Institute for Endocrinology and Diabetes, Schneider Children’s Medical Center of Israel, Petah Tiqva 49202, Israel; and Sackler Faculty of Medicine, Tel Aviv University, Tel Aviv 69978, Israel

Address all correspondence and requests for reprints to: M. Phillip, M.D., Institute for Endocrinology and Diabetes, Schneider Children’s Medical Center of Israel, 14 Kaplan Street, Petah Tiqva 49202, Israel.

Abstract

The indication for GnRH analog treatment in boys with central sexual precocity is based mainly on the age of onset of puberty. Our aim was to determine whether the rate of pubertal progression should also be taken into consideration.

Included in the study were 81 boys with central sexual precocity: 27 with true precocious puberty (onset at <9 yr) and 54 with early puberty (onset at 9–10.5 yr). At the time of analysis, all had completed puberty, and 66 (22 central precocious puberty, 44 early puberty) had achieved final height. Progression of puberty (Tanner stage 2 to 3) was accelerated (0.5–1.32 yr) in 42 boys (16 central precocious puberty, 26 early puberty) and slow (1.7–2.9 yr) in 39 (11 central precocious puberty, 28 early puberty). The boys with accelerated puberty had significantly elevated T levels (central precocious puberty and early puberty, P < 0.001), faster growth rate (change in height SD score/duration: central precocious puberty, P < 0.05; early puberty, P < 0.01), and faster bone maturation rate (change in bone age/duration: central precocious puberty, P < 0.05; early puberty, P < 0.001). All 42 boys with accelerated puberty were treated with GnRH analog for 2.3–4.2 yr; the duration to completion of puberty and the height gain after therapy was discontinued were similar for the boys with central precocious puberty and early puberty. The 39 boys with slow puberty received no treatment and had a prolonged course of puberty (central precocious puberty, 5.05 ± 0.3 yr; early puberty, 4.72 ± 0.77 yr; average normal, 3.5 yr). The final height achieved in the 35 (11 central precocious puberty, 24 early puberty) untreated boys was within the range of their respective target height. The 31 (11 central precocious puberty, 20 early puberty) treated boys also achieved their genetic target height. Predictions based on the Bayley-Pinneau method at Tanner stage 3 for all boys and at discontinuation of therapy for treated boys overestimated the achieved final height (P < 0.001).

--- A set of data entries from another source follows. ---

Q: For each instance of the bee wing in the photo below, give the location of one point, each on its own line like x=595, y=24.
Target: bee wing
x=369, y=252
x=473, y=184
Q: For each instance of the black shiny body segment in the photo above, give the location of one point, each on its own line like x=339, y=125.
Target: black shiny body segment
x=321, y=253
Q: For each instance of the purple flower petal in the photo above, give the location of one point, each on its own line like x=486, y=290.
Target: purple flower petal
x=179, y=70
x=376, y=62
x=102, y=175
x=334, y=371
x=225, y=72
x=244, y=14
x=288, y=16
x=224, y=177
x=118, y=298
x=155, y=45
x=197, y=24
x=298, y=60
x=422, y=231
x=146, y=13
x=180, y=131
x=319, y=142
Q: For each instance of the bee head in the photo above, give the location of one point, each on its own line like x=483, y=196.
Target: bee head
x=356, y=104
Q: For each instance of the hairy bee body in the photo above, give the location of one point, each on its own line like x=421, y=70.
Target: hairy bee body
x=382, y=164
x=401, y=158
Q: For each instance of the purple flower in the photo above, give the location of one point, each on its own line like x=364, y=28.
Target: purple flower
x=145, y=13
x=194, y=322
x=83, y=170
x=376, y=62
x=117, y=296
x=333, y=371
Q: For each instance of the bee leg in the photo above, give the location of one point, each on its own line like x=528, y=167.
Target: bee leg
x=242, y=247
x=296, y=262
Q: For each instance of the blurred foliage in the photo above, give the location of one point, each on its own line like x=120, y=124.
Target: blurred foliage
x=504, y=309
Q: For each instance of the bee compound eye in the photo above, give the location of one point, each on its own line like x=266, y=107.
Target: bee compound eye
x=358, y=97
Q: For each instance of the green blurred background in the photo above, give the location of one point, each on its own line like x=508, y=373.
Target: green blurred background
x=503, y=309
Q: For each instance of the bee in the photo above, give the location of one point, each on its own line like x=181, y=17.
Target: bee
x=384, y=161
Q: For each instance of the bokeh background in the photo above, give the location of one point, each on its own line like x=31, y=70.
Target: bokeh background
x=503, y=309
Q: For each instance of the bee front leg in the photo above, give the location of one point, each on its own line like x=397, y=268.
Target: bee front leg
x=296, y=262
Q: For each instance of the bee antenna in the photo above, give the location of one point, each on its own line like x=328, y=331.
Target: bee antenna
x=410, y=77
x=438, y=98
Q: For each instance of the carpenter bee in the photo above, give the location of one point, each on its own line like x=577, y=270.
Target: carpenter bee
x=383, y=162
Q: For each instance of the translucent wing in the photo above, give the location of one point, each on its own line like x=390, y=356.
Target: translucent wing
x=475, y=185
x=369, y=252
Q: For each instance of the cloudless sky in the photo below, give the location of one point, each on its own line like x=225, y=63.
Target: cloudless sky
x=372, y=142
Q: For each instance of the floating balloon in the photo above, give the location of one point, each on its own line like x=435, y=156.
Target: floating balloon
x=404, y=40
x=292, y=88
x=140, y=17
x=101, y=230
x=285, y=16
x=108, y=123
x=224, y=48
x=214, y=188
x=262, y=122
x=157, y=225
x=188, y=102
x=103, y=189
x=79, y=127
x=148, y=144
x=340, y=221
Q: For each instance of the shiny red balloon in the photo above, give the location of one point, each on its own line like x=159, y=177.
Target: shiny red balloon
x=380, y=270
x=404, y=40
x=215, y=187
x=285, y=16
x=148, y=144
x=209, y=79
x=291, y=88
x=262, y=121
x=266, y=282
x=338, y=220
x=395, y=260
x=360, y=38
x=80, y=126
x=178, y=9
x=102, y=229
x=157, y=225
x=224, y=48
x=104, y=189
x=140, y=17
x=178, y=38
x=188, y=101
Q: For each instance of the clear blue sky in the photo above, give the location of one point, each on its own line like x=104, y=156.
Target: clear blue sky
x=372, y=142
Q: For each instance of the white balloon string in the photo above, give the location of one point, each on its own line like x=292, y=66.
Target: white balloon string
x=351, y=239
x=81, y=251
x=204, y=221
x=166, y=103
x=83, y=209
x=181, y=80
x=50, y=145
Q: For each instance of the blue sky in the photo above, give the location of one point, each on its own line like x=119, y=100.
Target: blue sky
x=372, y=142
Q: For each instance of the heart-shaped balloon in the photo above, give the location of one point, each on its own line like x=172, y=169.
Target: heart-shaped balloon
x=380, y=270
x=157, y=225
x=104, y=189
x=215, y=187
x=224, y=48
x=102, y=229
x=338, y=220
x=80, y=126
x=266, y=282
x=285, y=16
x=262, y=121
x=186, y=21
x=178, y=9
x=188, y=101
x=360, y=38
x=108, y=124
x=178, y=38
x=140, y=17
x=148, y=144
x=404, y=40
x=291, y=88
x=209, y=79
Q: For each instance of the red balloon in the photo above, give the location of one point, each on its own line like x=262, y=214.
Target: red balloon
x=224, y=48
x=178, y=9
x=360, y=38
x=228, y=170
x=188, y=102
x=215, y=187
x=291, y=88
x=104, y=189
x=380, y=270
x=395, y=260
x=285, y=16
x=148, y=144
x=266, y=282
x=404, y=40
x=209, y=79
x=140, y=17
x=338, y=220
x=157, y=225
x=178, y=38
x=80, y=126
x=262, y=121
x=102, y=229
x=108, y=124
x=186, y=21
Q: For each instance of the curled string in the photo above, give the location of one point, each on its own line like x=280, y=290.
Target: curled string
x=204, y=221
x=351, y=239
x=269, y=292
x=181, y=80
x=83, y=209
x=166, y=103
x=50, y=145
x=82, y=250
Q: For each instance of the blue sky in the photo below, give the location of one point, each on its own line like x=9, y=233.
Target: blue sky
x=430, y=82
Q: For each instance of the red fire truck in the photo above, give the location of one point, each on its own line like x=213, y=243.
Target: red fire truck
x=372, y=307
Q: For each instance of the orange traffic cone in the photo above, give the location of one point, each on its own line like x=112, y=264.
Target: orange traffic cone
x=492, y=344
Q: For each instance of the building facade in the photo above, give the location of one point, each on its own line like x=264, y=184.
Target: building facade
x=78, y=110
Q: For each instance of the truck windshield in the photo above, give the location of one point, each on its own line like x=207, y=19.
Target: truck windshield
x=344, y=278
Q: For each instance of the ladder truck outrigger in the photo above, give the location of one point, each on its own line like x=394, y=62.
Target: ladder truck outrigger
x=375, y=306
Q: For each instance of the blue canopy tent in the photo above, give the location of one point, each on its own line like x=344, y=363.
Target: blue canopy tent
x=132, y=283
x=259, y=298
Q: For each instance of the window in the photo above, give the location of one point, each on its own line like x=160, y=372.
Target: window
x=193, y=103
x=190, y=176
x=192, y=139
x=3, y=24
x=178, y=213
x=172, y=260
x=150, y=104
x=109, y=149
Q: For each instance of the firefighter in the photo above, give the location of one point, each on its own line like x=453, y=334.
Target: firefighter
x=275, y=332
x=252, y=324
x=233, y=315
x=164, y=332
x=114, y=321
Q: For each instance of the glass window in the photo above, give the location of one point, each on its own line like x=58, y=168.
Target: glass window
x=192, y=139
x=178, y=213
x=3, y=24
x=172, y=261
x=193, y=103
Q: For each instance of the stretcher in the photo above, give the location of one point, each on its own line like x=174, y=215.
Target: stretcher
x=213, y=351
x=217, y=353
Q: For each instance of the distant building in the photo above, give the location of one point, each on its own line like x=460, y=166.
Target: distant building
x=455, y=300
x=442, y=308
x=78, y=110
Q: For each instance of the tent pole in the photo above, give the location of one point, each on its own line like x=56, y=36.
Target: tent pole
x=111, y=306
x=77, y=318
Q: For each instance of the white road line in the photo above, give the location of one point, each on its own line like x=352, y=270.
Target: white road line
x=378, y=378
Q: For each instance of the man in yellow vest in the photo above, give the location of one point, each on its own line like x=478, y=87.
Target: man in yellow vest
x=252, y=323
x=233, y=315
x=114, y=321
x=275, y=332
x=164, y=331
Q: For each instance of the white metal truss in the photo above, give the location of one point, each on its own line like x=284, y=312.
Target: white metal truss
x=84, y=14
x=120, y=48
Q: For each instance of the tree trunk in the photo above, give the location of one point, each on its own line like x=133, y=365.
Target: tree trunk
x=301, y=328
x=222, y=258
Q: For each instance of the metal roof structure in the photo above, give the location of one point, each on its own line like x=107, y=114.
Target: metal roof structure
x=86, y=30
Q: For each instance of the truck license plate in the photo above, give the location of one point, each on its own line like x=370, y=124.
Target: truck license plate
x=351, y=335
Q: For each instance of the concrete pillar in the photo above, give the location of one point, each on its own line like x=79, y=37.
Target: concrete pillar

In conclusion, boys with sexual precocity, whether central precocious puberty or early puberty, may have either accelerated or slow pubertal development. The decision to institute suppressive therapy should be based also on the rate of pubertal progression. Treatment should be offered only to those (either central precocious puberty or early puberty) with accelerated growth and bone maturation rates and rapid increase in T levels. Suppression therapy apparently converts accelerated puberty into nonsustained slow puberty and probably prevents compromised final height.

IDIOPATHIC TRUE central precocious puberty (CPP) occurs significantly less often in boys than in girls (1, 2). Therefore, the majority of reports on CPP include only a relatively small number of boys (3, 4, 5, 6, 7, 8), and data on the course of puberty, indications for gonadotropin-suppressive therapy, and final height in this patient population are still sparse.

In boys with normal puberty, the first sign of sexual maturation (i.e. testicular enlargement, Tanner stage 2) appears at age 11.7 ± 1.3 yr; Tanner stage 3 is reached at age 13.2 ± 0.8 yr. The transition from Tanner stage 2 to 3 takes 1.5 yr, and the duration of the whole course of puberty is 3.5–4.0 yr (9, 10, 11). Precocious puberty in boys is defined as the appearance of pubertal signs before age 9 yr (1, 2). As precocious puberty may be complicated by significant psychosocial problems and may compromise final height (FHt), gonadotropin-suppressive therapy is recommended (1, 2, 3, 4, 5, 6, 7, 8, 12, 13).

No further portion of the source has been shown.